The fact that there’s intriguing characters such as Moussa, Lin and other Assassins in the 21st century sequences of the movie means that Kurzel and Fassbender clearly want a better balance than we’ve had previously in the games. What the movie calls ‘regressions’ into Lynch’s past where we’ll see the Siege of Granada amidst the Spanish Inquisition and the burnings of the auto-de-fe, won’t be the only attraction.
I didn’t see his first trip into the newly updated Animus but this new version of the genetic time travel machine is a serious upgrade. A giant mechanical claw that grips the subject around the waist, it looks considerably more intimidating than the game’s previously tame sofa. The replication of Aguilar’s movement too means the Bleeding Effect is more understandable as Lynch literally goes through the motions of his Assassin ancestor. Speaking of, the preview of the action that awaits amidst the Spanish inquisition was a frantic and fast paced dose of violent combat.
Kurzel’s camera hovers dangerously close to the action as Assassins Aguilar and Maria effortlessly dispatch slews of enemy soldiers across rooftops and balconies. They smash through doors, and finish off their foes crunchily with throwing knives. There’s a few interesting shots too as the camera looks down bow sights and travels with arrows. This isn’t about hanging around a few metres behind an Assassin and watching them run. We’re in the thick of it. Despite being work in progress sequences - ropes can still be glimpsed and some CG towers are still grey on the skyline - it’s an impressive eyeball assault. Fassbender and French actress Ariane Labed have clearly gone through intense physical training.
Labed is particularly happy with the attitude the film takes to Maria. “First of all I think the great [thing] is I’m the only woman around the guys, and I like the fact that it’s not a niche at all and she’s just a very good [character] and she’s a part of them,” she confirmed when I visited the set last year. “I think what I loved in this character was that it was basically that she’s a great fighter and the fact that she’s a woman is just an component and that’s it.
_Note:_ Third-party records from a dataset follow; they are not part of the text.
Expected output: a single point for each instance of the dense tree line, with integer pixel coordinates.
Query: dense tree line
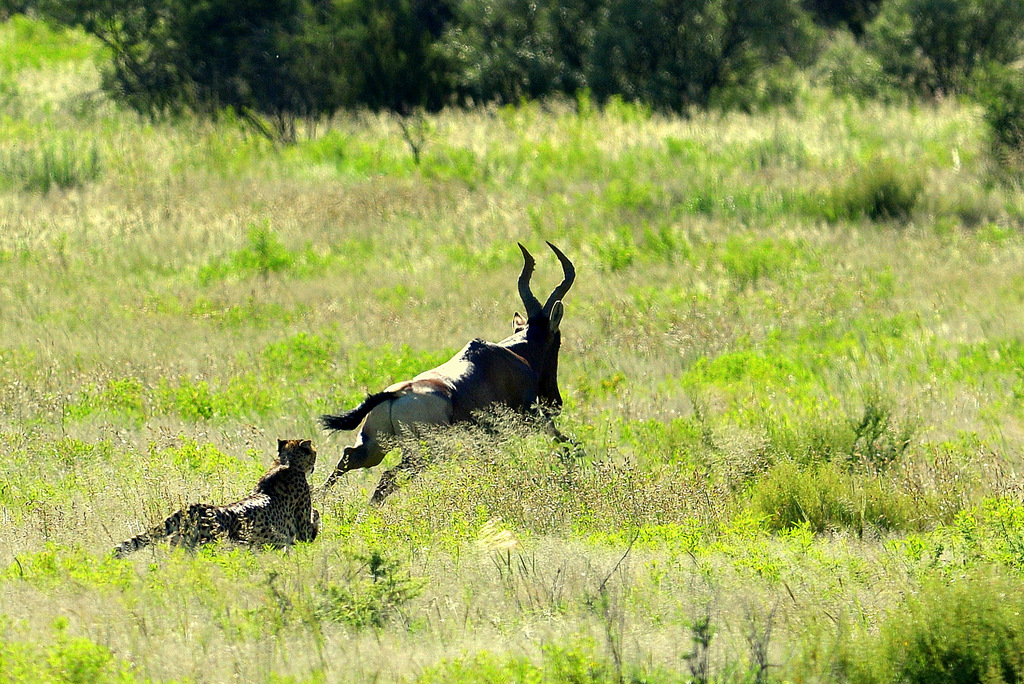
(275, 61)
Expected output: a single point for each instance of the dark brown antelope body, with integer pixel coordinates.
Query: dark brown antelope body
(520, 372)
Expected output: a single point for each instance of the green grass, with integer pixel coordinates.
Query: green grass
(792, 362)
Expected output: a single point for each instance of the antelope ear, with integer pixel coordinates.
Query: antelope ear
(557, 309)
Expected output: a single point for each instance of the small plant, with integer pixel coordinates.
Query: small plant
(701, 632)
(50, 165)
(970, 629)
(1003, 98)
(882, 191)
(373, 599)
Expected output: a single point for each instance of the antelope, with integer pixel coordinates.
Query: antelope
(520, 372)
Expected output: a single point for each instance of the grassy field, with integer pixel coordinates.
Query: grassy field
(794, 357)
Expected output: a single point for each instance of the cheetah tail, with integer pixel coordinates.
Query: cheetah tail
(169, 526)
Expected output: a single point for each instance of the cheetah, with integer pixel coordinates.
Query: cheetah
(278, 513)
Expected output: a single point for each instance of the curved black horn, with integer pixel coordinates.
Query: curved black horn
(531, 303)
(569, 275)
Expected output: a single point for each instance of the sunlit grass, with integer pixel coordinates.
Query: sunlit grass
(792, 361)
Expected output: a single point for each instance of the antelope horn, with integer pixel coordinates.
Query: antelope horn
(563, 287)
(531, 303)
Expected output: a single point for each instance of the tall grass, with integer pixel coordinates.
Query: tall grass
(792, 371)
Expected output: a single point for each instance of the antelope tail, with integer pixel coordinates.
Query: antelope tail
(351, 419)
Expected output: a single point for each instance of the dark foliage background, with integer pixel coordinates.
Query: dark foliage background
(273, 62)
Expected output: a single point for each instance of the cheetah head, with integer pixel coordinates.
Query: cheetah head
(297, 454)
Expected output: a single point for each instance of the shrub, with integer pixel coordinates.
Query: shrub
(370, 600)
(270, 62)
(849, 69)
(884, 190)
(679, 54)
(49, 165)
(970, 629)
(1001, 95)
(826, 497)
(937, 46)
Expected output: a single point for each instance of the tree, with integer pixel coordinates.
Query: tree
(938, 46)
(508, 50)
(268, 60)
(678, 53)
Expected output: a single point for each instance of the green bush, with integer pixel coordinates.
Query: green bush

The quality is evident and they don’t have to make a big deal of it, so yeah – I think that’s a very strong sort of political thing as well, and I love that.”
I don’t even catch a glimpse of the rest of the history that awaits in the 15th century but the trailer shows seas of soldiers as part of the Siege of Granada. Just like the historical franchise we’re going to be seeing real historical characters who were part of the Spanish Inquisition such as grand inquisitor Tomas de Torquemada played by Javier Gutirrez. This was a bloody and chaotic time and Kurzel is making sure we feel every part of it. After Macbeth and what I’ve seen, I’ve no doubt he has what it takes here.
This is only 20 minutes of footage but so far, I’m happy. A new time period, new Assassins and a clear attitude that this has to work as a piece of cinema are all filling me with a confidence I didn’t know was possible. So far Assassin’s Creed is beautiful and has a focus on its characters I just didn’t expect. Fassbender and Kurzel can do this. It’s time for a real leap of faith.